Further back towards Daylesford we caught up with the dynamic Sharon Flynn at The Fermentary, recently established in an old abattoir. Out of passion and necessity for healthy guts, Sharon has been driven over the years to learn ancient fermenting skills and spread the word via her book Ferment for Good. And out of demand for her krauts, kimchis and kefirs came the need to expand from the home kitchen. Her collaboration with chef Roger Fowler has enabled the production volume to be increased without compromising the traditional artisanal process.
After a lesson in the art of fermenting it was apt to head over to Animus Distillery in Kyneton. Rob and his partners have set up an impressive gin distillery in Piper Street with a welcoming sun-drenched courtyard and cosy cocktail lounge and bar beyond. A vapour pressed production process uses 100 per cent Australian grain spirit and locally grown botanicals for the small batches to maintain quality.
Just over the road the marvellous Stockroom is a hub for artists and designers. The exhibition rooms in a large former butter factory match the presentation of any sophisticated inner-Melbourne gallery. Owners Magali and Jason started transforming the space in 2014 to cater for contemporary product and furniture designers. Additionally they have created a retail space for furniture, fashion, ceramics and jewellery.
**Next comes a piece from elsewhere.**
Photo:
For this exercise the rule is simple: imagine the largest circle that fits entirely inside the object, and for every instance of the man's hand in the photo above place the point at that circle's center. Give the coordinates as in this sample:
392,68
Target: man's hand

Our accommodation in the back streets of Kyneton was the charming Harpsichord House run by Flop House. We were provided with pushies and ride off past the main drag to dine at Colenso, recently relocated from Woodend. Upon our arrival the sheer curtains and venetian blinds add an air of mystery to what lies within. This welcoming restaurant has been repurposed and fitted out with tables and chairs from the 1950s via secondhand sources creating a surprisingly elegant interior. A large vinyl collection lets you select the jazz groove and we are off as Kathryn Russack explains her methods of selecting local produce from nearby markets. We are treated to superb homemade ribbons of pasta with a melt-in-the-mouth wallaby ragout.
We kickstart the next day at Moto Bean with a hearty spread of eggs, spinach and tomatoes. Owner Lachy Evans has a strong belief in dealing directly with his coffee suppliers and travels regularly to South America to ensure quality of produce and process.
There is so much more to explore and indulge in amongst these rural towns and hamlets some 90 minutes from Melbourne. In the days since returning to the big smoke, I have been asked if we went to the amazing RedBeard Bakery, “What about brekky at Duck Duck Goose & Larder?”, and “Did you check out Bromley & Co?”. It’s pleasing to know that it’s just another quick trip out of the city, up the highway and left at the hay-shed.